PSPACE proof attempt of Portal 2 by reduction from TQBF

Application of section 2.2 of Gaming is a hard job, but someone has to do it! On portal 2. A direct proof of the statement: Given Portal 2 can you encode a TQBF in the game?

We disallow portals in certain parts to simplify the proof since this is allowed in the game but, we will show that if all surfaces were white then this would allow you to bypass the proof. This either changes the topology of the graph or collapses quantifiers into being the same quantifier.

Gaming is a hard job metatheorem 2.a,b,c

Description of each gadget

I define a door as two tiles of deadly water that can't be jumped over. To unlock a door you place a block on it and the door unlocks.

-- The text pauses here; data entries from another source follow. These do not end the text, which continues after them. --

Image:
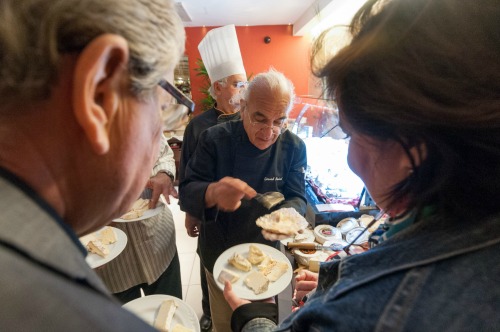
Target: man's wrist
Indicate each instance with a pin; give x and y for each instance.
(170, 175)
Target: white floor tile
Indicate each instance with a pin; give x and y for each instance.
(193, 298)
(195, 273)
(187, 261)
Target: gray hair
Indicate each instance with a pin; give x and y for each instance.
(35, 33)
(269, 87)
(222, 81)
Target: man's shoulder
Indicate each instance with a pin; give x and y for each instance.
(225, 129)
(290, 138)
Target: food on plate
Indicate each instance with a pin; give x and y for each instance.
(165, 314)
(255, 255)
(108, 236)
(97, 242)
(181, 328)
(307, 235)
(265, 262)
(95, 246)
(257, 282)
(227, 275)
(240, 262)
(274, 270)
(285, 221)
(138, 208)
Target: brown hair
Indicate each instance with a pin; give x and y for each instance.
(428, 72)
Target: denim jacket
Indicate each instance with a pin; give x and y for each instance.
(435, 275)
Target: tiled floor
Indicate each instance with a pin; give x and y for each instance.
(190, 262)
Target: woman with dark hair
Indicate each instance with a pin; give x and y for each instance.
(418, 90)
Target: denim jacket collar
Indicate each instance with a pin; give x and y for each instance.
(405, 250)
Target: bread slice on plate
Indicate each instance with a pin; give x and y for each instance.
(227, 275)
(257, 282)
(240, 262)
(285, 221)
(255, 255)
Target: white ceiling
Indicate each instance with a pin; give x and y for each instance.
(241, 13)
(305, 15)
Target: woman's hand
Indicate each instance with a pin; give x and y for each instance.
(305, 282)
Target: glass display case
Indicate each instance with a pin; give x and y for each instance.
(333, 191)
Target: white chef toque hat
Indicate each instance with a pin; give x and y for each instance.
(220, 53)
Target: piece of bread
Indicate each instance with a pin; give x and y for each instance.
(275, 270)
(257, 282)
(265, 262)
(138, 208)
(240, 262)
(108, 236)
(255, 255)
(165, 314)
(285, 221)
(227, 275)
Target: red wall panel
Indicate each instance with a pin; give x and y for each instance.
(285, 53)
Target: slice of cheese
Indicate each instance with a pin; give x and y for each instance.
(265, 262)
(255, 255)
(240, 262)
(286, 221)
(108, 236)
(257, 282)
(227, 275)
(165, 314)
(97, 247)
(181, 328)
(138, 208)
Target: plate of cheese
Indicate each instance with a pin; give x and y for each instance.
(165, 312)
(140, 210)
(103, 245)
(256, 271)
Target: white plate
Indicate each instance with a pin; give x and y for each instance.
(147, 214)
(115, 249)
(147, 308)
(239, 286)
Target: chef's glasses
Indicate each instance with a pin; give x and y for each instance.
(177, 94)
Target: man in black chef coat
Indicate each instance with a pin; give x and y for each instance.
(232, 162)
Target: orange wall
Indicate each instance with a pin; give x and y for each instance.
(285, 53)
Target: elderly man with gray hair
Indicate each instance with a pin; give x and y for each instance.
(232, 162)
(80, 129)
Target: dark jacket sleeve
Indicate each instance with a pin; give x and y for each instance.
(256, 316)
(199, 173)
(294, 189)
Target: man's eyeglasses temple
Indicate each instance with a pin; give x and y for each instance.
(177, 94)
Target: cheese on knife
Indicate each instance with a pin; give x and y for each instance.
(181, 328)
(108, 236)
(165, 314)
(96, 247)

  • $\forall$ there is two doors activated by independent switches
  • $\exists$ is modeled by a sequence of switches with blocks that are deployed and you must put a block for each one.
  • Clause gadgets are cone by allowing companion cubes to travel with you to open doors. Note that in my proof I have made each quantifier in sections to explicitly show the proof.

Clause Satisfaction

I model clause satisfaction by companion cubes.

Assuming you can always move companion cubes between rooms if one companion cube is with you then the $or$ operation satisfies and you can pass.

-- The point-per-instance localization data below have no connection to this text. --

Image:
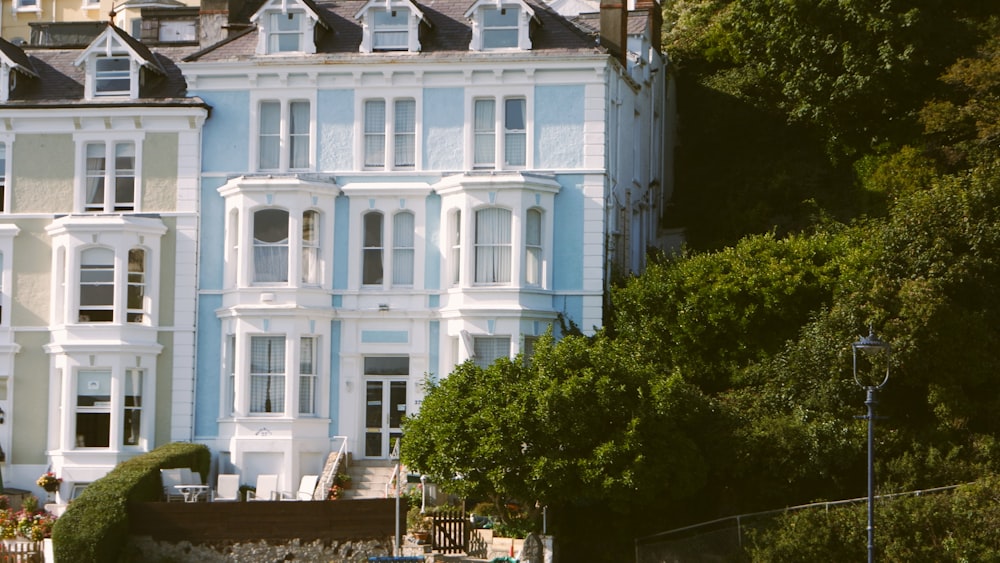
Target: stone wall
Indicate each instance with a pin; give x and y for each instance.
(146, 549)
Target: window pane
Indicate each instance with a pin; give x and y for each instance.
(270, 135)
(299, 134)
(267, 368)
(405, 128)
(402, 249)
(372, 255)
(484, 127)
(270, 232)
(375, 133)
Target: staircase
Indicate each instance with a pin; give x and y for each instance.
(368, 478)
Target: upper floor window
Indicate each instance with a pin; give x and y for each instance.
(267, 374)
(396, 136)
(270, 246)
(97, 285)
(286, 26)
(500, 136)
(310, 247)
(286, 33)
(493, 246)
(307, 375)
(112, 75)
(402, 249)
(111, 187)
(501, 25)
(488, 349)
(533, 247)
(284, 135)
(371, 268)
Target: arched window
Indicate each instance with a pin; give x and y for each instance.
(270, 246)
(371, 268)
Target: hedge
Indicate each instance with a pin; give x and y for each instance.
(94, 527)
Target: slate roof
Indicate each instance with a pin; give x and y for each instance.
(447, 36)
(60, 82)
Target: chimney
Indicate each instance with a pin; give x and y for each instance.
(655, 12)
(614, 38)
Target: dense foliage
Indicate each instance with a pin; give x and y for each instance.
(95, 526)
(837, 172)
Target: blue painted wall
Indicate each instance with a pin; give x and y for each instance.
(335, 130)
(334, 376)
(432, 271)
(567, 236)
(226, 135)
(443, 126)
(207, 384)
(559, 115)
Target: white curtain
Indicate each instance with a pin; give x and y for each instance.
(405, 132)
(484, 127)
(402, 248)
(95, 175)
(533, 247)
(310, 247)
(515, 140)
(298, 129)
(375, 133)
(493, 246)
(269, 136)
(270, 246)
(267, 374)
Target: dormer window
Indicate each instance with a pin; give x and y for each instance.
(501, 25)
(500, 28)
(287, 34)
(112, 76)
(286, 26)
(114, 63)
(390, 26)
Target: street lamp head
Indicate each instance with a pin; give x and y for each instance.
(876, 351)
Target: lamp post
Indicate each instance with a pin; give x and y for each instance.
(871, 347)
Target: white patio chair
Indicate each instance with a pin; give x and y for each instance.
(227, 488)
(306, 487)
(267, 488)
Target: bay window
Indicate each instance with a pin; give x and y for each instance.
(270, 246)
(493, 246)
(267, 374)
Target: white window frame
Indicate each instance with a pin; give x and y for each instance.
(285, 137)
(480, 12)
(500, 134)
(308, 375)
(395, 136)
(403, 248)
(27, 5)
(276, 379)
(485, 343)
(109, 174)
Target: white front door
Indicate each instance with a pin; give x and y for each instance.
(385, 408)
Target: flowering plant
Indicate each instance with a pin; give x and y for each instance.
(49, 482)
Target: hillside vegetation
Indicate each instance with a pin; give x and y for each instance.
(837, 171)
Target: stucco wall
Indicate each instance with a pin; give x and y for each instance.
(42, 174)
(159, 172)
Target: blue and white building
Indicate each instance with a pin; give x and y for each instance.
(390, 188)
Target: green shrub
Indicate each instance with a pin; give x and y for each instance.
(95, 526)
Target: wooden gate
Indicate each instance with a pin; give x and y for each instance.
(449, 533)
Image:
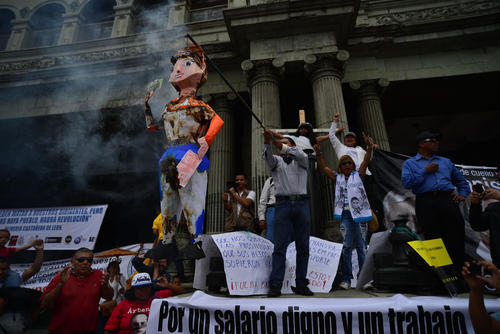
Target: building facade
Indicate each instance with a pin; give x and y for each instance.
(73, 75)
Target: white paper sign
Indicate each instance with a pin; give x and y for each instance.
(324, 259)
(248, 263)
(61, 228)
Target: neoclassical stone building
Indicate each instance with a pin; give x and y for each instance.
(73, 75)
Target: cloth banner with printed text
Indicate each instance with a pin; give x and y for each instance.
(61, 228)
(201, 313)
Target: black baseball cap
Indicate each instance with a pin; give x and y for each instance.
(427, 135)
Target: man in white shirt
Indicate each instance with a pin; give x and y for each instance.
(265, 210)
(357, 153)
(239, 206)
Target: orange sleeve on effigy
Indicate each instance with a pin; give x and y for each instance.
(214, 128)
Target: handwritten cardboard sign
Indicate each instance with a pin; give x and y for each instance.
(248, 263)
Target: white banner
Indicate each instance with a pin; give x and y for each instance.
(60, 228)
(202, 313)
(51, 268)
(248, 257)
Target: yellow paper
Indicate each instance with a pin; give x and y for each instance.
(432, 251)
(302, 116)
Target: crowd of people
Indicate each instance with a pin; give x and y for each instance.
(87, 300)
(82, 299)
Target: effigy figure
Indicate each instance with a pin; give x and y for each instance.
(190, 126)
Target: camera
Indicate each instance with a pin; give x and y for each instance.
(231, 184)
(476, 269)
(478, 187)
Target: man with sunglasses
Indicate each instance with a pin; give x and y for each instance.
(433, 179)
(292, 216)
(74, 295)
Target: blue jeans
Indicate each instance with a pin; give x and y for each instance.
(352, 231)
(270, 224)
(291, 217)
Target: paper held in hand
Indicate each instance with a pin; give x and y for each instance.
(190, 161)
(155, 85)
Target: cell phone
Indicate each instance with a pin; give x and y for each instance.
(478, 187)
(476, 269)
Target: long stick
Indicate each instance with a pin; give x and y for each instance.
(247, 107)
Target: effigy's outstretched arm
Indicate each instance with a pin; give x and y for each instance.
(151, 124)
(215, 125)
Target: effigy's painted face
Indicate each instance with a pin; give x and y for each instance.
(186, 74)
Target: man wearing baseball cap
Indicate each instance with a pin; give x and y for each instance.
(349, 147)
(137, 302)
(434, 179)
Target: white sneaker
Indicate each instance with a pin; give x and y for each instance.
(368, 286)
(344, 286)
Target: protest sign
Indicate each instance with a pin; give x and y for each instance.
(392, 201)
(201, 313)
(324, 259)
(248, 262)
(61, 228)
(435, 255)
(432, 251)
(51, 268)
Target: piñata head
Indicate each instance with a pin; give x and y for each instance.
(190, 69)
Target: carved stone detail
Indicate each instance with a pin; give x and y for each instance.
(73, 59)
(74, 6)
(438, 13)
(24, 11)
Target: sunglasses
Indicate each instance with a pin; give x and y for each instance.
(82, 259)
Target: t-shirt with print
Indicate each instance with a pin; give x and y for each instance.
(129, 317)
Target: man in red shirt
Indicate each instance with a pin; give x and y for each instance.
(74, 295)
(9, 252)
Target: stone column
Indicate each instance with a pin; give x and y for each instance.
(70, 28)
(371, 118)
(124, 22)
(221, 163)
(263, 79)
(19, 36)
(178, 13)
(326, 72)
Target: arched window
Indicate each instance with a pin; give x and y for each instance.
(98, 18)
(204, 10)
(6, 16)
(46, 22)
(151, 15)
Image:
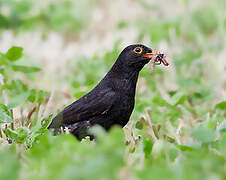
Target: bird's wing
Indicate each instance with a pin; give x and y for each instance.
(92, 104)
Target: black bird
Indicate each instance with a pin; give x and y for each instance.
(111, 102)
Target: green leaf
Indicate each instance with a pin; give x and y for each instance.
(203, 134)
(221, 105)
(14, 53)
(25, 69)
(5, 118)
(19, 135)
(5, 114)
(184, 148)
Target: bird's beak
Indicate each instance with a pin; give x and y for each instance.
(150, 55)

Note that each door is dependent on the next one if they are in a line in portal or if they are in one path.

For the reverse operation on 2.a I allow you to portal backwards and have a piston allow you to go up.

Removal of Portal Restriction

If we allow for unrestricted portals and your portal simplifies the problem occurs then this removes quantifiers and sets the variable to be true.

For 2.a and 2.b if there is the ability to shoot a portal past the door then you skip the quantifier.

For 2.c if you allow successful portaling you skip the whole clause.

Further work

What does the physics engine do for computational complexity?